Gründe
I. Der Kläger und Beschwerdeführer (Kläger) ist Konkursverwalter über das Vermögen einer GmbH. Der Beklagte und Beschwerdegegner (das Finanzamt —FA—) lehnte es durch Bescheid vom ab, eine Grunderwerbsteuerfestsetzung gegen die GmbH vom gemäß § 16 Abs. 3 des Grunderwerbsteuergesetzes (GrEStG) 1983 zu ändern. Nachdem er über den am eingegangenen Einspruch des Klägers gegen diesen Bescheid trotz wiederholter Bitte um Entscheidung bis Ende 1998 ohne Mitteilung eines zureichenden Grundes nicht entschieden hatte, erhob der Kläger mit Schriftsatz vom Untätigkeitsklage.

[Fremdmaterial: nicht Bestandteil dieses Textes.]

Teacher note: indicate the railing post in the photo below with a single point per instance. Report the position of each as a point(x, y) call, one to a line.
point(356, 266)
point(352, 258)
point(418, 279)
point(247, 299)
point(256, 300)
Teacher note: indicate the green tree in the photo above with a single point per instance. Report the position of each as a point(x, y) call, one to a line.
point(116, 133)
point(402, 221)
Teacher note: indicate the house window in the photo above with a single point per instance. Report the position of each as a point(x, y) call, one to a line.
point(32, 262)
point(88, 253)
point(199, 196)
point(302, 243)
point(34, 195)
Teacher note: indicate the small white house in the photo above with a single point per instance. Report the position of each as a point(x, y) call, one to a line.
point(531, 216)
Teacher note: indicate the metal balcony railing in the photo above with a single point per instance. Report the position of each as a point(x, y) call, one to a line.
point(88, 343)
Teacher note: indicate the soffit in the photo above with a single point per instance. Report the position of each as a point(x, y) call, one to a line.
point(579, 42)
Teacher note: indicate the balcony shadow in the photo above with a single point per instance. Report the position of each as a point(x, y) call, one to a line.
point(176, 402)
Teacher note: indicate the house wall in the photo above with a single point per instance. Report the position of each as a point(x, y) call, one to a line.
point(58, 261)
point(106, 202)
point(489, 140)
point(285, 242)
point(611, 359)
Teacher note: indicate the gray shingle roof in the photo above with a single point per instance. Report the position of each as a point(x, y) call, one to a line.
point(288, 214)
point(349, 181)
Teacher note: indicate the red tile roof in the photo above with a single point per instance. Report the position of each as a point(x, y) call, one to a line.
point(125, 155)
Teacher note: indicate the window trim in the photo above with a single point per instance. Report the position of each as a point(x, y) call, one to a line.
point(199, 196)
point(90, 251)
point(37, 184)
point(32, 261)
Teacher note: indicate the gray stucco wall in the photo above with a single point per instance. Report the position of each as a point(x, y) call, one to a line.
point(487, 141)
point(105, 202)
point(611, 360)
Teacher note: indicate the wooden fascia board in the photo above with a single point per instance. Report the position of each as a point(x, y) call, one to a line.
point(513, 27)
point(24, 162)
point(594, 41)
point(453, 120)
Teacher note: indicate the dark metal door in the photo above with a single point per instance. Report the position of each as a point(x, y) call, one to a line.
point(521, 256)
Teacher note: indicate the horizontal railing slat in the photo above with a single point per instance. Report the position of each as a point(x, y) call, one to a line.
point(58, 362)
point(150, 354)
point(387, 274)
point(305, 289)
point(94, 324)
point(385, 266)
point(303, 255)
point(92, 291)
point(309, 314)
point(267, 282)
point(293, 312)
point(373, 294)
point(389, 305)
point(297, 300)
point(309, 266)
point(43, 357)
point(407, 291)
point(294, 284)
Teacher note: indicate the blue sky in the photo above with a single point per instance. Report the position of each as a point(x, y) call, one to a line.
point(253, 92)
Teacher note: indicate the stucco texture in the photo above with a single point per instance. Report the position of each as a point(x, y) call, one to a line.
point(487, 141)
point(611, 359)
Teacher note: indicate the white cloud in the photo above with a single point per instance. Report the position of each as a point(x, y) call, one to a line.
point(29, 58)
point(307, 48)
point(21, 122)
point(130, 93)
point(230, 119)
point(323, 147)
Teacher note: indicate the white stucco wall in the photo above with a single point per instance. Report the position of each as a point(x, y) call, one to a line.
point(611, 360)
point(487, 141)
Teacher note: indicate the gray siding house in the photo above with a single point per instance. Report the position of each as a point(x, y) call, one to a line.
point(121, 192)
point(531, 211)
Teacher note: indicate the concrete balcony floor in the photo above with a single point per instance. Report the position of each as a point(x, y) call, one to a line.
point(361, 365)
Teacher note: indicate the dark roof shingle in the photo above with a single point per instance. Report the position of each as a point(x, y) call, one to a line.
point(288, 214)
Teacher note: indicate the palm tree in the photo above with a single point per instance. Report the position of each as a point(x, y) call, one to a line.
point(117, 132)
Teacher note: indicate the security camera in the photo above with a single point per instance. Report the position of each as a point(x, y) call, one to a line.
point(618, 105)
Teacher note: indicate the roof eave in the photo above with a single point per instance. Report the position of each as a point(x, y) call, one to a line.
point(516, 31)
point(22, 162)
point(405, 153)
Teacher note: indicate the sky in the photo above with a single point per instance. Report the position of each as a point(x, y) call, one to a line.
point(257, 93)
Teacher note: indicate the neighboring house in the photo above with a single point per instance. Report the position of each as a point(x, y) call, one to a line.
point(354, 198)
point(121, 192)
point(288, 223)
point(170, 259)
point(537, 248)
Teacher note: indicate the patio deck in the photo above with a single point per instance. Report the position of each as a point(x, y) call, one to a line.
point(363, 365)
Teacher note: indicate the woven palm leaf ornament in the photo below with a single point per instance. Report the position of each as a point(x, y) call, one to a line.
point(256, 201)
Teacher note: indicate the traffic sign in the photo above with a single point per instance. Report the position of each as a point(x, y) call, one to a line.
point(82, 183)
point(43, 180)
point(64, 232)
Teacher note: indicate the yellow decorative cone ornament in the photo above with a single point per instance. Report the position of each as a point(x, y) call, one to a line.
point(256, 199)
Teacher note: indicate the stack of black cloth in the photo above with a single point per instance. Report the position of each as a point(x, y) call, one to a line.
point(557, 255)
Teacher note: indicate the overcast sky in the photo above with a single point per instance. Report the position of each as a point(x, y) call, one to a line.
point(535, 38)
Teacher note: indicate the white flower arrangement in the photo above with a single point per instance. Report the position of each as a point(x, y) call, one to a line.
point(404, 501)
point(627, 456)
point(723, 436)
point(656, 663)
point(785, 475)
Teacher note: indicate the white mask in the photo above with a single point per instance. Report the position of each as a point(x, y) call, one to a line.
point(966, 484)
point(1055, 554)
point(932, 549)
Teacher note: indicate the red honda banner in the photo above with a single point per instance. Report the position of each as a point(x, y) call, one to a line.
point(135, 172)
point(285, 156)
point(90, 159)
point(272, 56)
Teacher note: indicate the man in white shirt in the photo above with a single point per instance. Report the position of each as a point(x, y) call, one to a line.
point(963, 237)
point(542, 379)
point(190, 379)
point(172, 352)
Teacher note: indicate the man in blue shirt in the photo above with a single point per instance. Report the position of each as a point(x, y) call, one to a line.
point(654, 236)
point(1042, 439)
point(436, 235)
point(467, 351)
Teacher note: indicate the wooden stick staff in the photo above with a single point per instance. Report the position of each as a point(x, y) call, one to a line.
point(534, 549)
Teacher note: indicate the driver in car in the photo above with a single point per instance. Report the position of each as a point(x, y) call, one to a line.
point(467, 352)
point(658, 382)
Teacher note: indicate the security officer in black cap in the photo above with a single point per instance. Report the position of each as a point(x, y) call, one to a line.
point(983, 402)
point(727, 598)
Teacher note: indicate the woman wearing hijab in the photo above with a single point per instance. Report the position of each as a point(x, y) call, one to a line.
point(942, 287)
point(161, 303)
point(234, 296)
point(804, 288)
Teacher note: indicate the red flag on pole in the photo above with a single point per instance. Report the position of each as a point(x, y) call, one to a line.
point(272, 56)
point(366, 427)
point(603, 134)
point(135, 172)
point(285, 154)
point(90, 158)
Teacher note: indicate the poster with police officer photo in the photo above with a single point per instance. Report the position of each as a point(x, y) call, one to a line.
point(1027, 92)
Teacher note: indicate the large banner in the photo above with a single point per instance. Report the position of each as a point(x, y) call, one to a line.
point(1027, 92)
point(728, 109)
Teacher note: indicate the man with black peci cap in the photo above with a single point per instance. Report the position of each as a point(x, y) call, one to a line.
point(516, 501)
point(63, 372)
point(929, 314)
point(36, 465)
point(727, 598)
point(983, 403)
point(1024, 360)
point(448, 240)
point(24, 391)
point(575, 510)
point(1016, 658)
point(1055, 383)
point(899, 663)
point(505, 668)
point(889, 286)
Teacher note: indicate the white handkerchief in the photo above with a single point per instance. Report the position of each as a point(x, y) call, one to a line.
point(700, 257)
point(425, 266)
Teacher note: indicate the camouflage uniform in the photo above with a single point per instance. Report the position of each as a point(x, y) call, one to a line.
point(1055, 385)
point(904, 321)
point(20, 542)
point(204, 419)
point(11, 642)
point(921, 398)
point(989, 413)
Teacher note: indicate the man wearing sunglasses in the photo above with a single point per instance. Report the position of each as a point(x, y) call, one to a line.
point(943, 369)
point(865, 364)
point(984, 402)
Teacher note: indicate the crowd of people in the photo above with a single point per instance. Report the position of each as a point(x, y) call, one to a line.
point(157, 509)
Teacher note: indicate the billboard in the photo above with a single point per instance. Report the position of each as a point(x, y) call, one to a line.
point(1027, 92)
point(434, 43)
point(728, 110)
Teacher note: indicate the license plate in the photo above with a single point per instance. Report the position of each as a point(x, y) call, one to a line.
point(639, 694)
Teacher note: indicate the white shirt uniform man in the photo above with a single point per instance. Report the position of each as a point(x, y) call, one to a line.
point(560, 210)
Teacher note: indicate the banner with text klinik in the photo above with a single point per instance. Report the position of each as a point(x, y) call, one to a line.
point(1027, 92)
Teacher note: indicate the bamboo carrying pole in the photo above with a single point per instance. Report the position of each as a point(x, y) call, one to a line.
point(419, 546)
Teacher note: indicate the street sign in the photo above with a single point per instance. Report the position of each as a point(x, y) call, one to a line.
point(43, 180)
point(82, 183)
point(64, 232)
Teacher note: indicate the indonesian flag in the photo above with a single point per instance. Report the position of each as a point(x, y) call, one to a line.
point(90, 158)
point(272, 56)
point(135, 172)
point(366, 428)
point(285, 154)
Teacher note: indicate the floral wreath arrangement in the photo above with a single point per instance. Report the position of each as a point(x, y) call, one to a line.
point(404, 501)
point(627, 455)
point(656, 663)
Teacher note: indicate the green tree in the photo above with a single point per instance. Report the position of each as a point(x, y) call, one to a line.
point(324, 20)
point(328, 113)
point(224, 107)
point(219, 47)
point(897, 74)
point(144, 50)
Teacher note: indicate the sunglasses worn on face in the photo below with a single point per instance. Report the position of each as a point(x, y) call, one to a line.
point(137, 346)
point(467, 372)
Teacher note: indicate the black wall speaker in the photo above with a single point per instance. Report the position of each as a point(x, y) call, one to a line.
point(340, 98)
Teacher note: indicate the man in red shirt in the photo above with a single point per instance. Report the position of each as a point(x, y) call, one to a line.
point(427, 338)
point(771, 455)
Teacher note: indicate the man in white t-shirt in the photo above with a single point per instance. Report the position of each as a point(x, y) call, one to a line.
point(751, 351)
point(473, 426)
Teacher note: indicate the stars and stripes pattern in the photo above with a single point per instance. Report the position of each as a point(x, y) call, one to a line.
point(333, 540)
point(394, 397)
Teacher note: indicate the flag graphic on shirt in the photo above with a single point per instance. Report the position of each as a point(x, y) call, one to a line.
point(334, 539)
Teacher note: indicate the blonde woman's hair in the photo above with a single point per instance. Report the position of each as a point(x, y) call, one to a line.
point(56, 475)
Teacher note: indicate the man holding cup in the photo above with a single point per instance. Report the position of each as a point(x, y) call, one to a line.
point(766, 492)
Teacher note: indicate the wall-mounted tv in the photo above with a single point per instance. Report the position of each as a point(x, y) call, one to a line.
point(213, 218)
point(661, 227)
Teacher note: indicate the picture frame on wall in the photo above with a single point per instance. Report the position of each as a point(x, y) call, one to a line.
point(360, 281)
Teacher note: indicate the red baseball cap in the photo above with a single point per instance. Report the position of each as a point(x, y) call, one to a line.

Das FA wies den Einspruch während des Klageverfahrens als unbegründet zurück, hob die Einspruchsentscheidung aber auf Anregung des Finanzgerichts (FG) wieder auf. Daraufhin setzte das FG das Verfahren bis zur abschließenden Entscheidung ”über das die Grunderwerbsteuer betreffende Vorverfahren” aus.
Dagegen wendet sich der Kläger mit der Beschwerde, der das FG nicht abgeholfen hat. Er macht geltend, das FG habe das Verfahren, das sich seit der Aufhebung der Einspruchsentscheidung wieder in der Situation vor Erhebung der Untätigkeitsklage befinde, nicht aussetzen dürfen, weil die Sache entscheidungsreif sei. An einer raschen Entscheidung bestehe im Hinblick auf das abzuschließende Konkursverfahren auch ein besonderes Interesse.
Der Kläger beantragt sinngemäß, den Beschluss des aufzuheben.
Das FA beantragt, die Beschwerde zurückzuweisen.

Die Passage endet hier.